3)しばられず、程よい距離で
オフィスキャンプがクリエイティブな活動が展開される場とすれば、ルチャ・リブロは本を通してものを考え、語り合う知的な場といえるだろう。
「オフィスキャンプはA面、僕らはB面」と真兵さんは笑う。オフィスキャンプとは、手法は違っても同じ方向性にある。だからこそ、あえてイベントなどを共催しなくてもいいと考えているのだ。
オフィスキャンプを運営する坂本大祐さんも「誰もが同じレイヤーに属すのではなく、違うレイヤー同士が微妙に重なって動くことが大事」と考えている。デザインを通した展開と、本を通して何かを考えていく活動。それぞれが互いをリスペクトしながら、程よい距離を保ちつつ活動を進めているのだ。
そういえば東吉野村での取材中、「今、ここでできることがあるから、この村にいる」という声を、何度も聞いた。

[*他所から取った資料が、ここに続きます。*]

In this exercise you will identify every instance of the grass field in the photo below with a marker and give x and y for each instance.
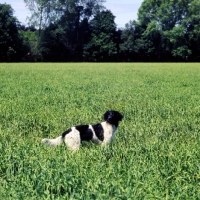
(156, 152)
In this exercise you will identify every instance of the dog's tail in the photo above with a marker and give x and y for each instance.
(53, 142)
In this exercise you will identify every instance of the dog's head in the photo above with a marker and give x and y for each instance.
(113, 117)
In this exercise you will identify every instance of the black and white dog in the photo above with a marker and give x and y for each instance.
(103, 132)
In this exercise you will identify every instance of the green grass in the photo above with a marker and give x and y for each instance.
(156, 152)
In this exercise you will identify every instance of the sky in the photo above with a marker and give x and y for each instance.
(123, 10)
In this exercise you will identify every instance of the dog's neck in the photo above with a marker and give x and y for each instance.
(113, 124)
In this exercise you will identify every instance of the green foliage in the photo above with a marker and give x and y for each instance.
(10, 43)
(101, 45)
(155, 154)
(173, 22)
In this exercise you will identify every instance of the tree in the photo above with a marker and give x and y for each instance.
(101, 45)
(172, 22)
(10, 42)
(66, 18)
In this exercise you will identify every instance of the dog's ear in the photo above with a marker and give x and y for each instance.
(120, 116)
(105, 117)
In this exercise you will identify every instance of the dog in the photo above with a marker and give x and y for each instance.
(101, 133)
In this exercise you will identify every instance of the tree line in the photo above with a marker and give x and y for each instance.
(84, 30)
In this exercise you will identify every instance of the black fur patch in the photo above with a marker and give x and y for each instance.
(98, 129)
(113, 117)
(66, 132)
(85, 133)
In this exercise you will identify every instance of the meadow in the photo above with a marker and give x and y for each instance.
(156, 151)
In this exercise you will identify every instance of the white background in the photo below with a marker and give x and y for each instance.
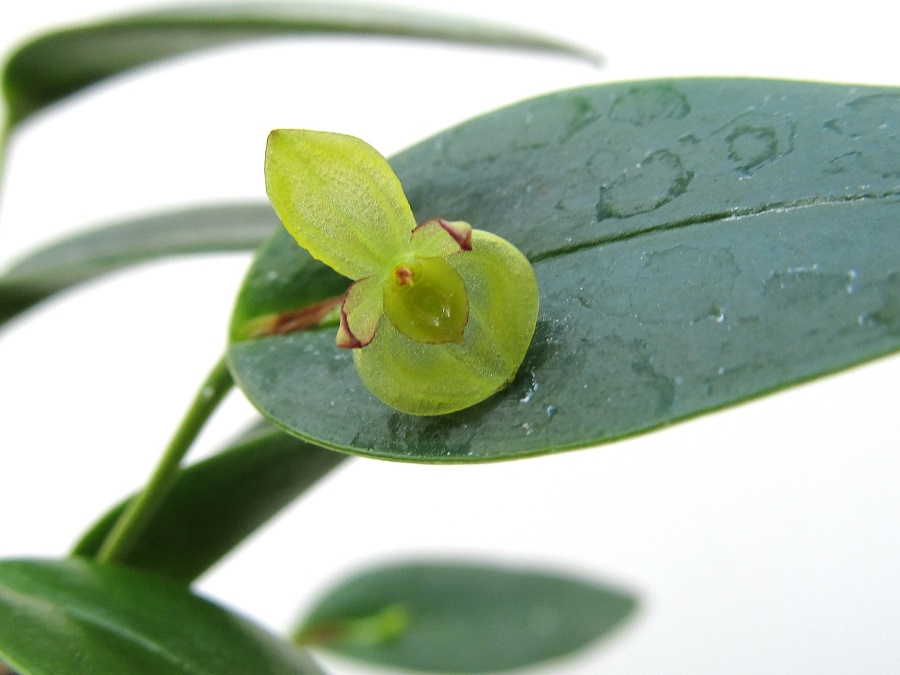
(763, 539)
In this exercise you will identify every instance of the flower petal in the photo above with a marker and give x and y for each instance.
(360, 313)
(339, 199)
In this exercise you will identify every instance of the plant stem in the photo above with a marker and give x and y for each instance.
(140, 510)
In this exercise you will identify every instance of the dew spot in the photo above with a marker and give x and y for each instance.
(643, 104)
(658, 179)
(756, 139)
(684, 284)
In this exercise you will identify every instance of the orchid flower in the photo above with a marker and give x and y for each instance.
(439, 316)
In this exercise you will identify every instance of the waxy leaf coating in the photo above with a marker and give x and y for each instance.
(439, 316)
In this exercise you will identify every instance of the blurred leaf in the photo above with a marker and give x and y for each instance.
(218, 502)
(466, 618)
(203, 229)
(55, 65)
(74, 616)
(697, 243)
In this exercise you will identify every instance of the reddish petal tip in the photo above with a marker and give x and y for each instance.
(460, 231)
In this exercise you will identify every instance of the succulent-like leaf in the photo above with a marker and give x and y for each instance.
(462, 617)
(75, 616)
(697, 243)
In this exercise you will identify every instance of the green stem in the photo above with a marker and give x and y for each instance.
(140, 510)
(5, 131)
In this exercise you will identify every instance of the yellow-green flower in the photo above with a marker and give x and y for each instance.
(439, 316)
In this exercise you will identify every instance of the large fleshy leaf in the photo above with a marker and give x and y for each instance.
(202, 229)
(61, 63)
(79, 617)
(214, 504)
(697, 243)
(462, 618)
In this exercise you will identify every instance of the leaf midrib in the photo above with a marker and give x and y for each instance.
(716, 216)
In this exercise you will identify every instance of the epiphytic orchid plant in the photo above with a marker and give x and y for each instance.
(587, 266)
(439, 316)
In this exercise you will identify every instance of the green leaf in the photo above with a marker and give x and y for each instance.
(216, 503)
(85, 256)
(697, 243)
(453, 617)
(79, 617)
(61, 63)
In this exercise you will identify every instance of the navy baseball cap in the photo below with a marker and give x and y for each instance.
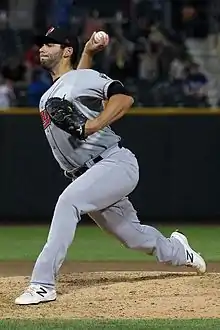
(58, 35)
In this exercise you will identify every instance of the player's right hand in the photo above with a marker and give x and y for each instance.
(92, 46)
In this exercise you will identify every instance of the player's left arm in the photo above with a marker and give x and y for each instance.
(119, 102)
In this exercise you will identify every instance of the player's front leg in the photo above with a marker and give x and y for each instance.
(121, 220)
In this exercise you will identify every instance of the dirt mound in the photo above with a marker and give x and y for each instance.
(120, 295)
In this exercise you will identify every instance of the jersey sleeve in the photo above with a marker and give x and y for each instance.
(95, 84)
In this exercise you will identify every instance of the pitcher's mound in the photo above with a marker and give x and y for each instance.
(119, 295)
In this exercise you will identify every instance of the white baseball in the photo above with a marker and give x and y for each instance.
(101, 37)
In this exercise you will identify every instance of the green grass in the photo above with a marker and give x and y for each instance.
(91, 243)
(205, 324)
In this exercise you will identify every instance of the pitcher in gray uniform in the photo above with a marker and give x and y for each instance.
(103, 173)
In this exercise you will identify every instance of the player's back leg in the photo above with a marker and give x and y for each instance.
(121, 220)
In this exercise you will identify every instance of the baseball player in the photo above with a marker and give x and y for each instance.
(102, 172)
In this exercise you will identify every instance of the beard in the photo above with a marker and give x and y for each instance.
(49, 63)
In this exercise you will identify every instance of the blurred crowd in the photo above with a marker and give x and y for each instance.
(151, 61)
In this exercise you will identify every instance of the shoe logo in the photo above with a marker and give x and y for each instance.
(41, 292)
(189, 256)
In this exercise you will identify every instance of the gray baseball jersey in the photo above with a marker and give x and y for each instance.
(86, 89)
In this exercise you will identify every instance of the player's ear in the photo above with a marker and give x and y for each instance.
(68, 51)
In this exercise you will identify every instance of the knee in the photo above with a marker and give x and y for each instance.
(67, 198)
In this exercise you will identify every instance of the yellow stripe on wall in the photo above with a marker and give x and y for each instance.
(132, 112)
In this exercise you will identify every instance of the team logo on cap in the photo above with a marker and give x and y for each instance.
(50, 30)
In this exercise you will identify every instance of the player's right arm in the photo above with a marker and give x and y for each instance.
(90, 49)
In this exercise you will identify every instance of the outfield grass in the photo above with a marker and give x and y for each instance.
(206, 324)
(25, 243)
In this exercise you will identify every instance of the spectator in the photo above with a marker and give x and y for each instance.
(195, 87)
(148, 62)
(177, 69)
(36, 89)
(7, 97)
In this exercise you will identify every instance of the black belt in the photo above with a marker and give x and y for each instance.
(84, 168)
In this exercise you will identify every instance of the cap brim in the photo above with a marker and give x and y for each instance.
(41, 40)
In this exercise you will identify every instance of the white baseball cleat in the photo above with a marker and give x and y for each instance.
(193, 259)
(36, 294)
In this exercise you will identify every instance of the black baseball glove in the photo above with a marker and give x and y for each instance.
(66, 116)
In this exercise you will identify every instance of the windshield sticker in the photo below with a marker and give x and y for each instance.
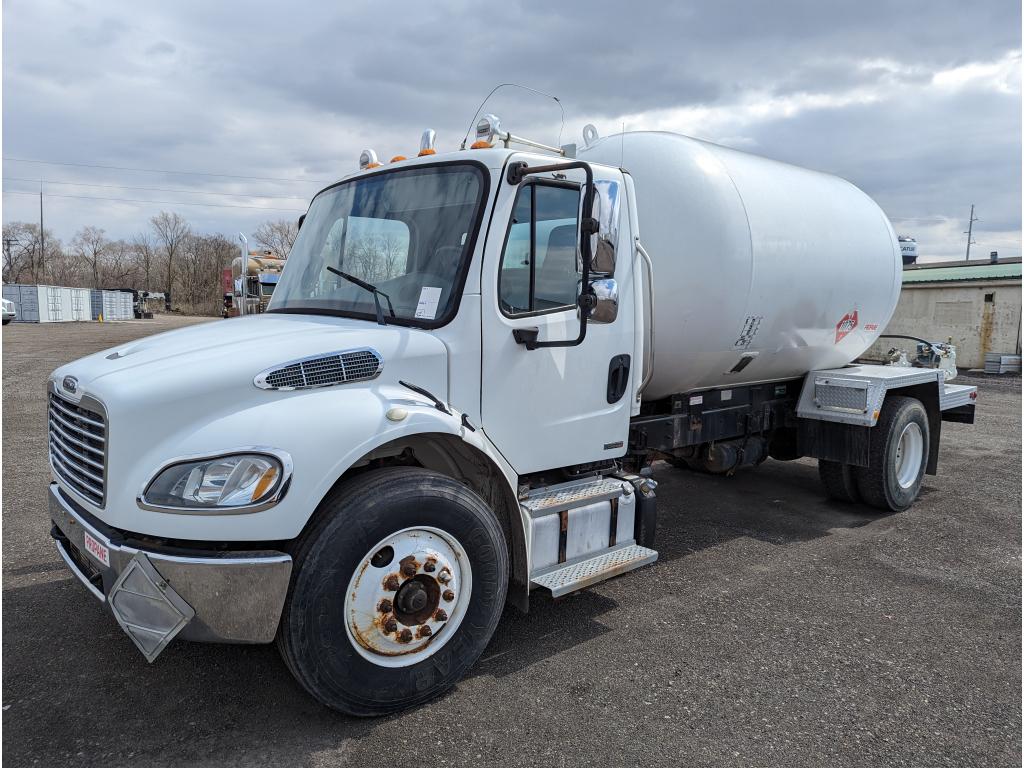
(427, 308)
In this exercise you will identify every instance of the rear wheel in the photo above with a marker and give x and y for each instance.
(396, 591)
(839, 481)
(898, 456)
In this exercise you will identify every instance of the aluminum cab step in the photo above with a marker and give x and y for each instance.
(554, 499)
(566, 578)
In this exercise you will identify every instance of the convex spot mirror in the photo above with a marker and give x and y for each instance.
(603, 300)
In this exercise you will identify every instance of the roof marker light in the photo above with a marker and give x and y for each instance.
(427, 142)
(368, 159)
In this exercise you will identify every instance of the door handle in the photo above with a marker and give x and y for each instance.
(619, 377)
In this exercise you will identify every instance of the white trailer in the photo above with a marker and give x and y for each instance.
(459, 389)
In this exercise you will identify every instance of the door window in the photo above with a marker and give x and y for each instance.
(540, 270)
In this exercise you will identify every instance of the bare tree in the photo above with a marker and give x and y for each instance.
(145, 254)
(90, 246)
(278, 236)
(121, 268)
(172, 230)
(23, 260)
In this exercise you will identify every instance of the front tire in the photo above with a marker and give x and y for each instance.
(435, 553)
(898, 456)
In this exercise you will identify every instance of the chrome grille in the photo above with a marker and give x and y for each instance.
(323, 371)
(78, 448)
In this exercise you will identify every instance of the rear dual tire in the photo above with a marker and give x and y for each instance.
(897, 460)
(338, 564)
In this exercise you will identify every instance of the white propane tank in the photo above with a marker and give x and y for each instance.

———菅野くんや青木くんが「面白いから住んでる」って言いますけれど、僕もそうありたいと思いますね。ここでできることがあるからいる、出て行きたくなったら出ていいんだよ、と自分にも言い聞かせているんです。出て行くつもりはないけど、一生いるっていうスタンスでもないので。(写真家、西岡潔さん)
東吉野村の新住民たちは、等身大のリアルを大切にするひとが多い。自分のスタンスを築きつつ周囲と手をたずさえる、青木さんのことばを借りれば「自分の取扱説明書をつくり、社会とすり合わせながら」無理のないバランスをとっている。それは、オフィスキャンプやルチャ・リブロ、それにいろり会といった「場」の存在が大きいのではないだろうか。
思いや考えを語り合える「場」があるから、多層的なレイヤーが作用する。それが東吉野村の可能性を広げている気がするのだ。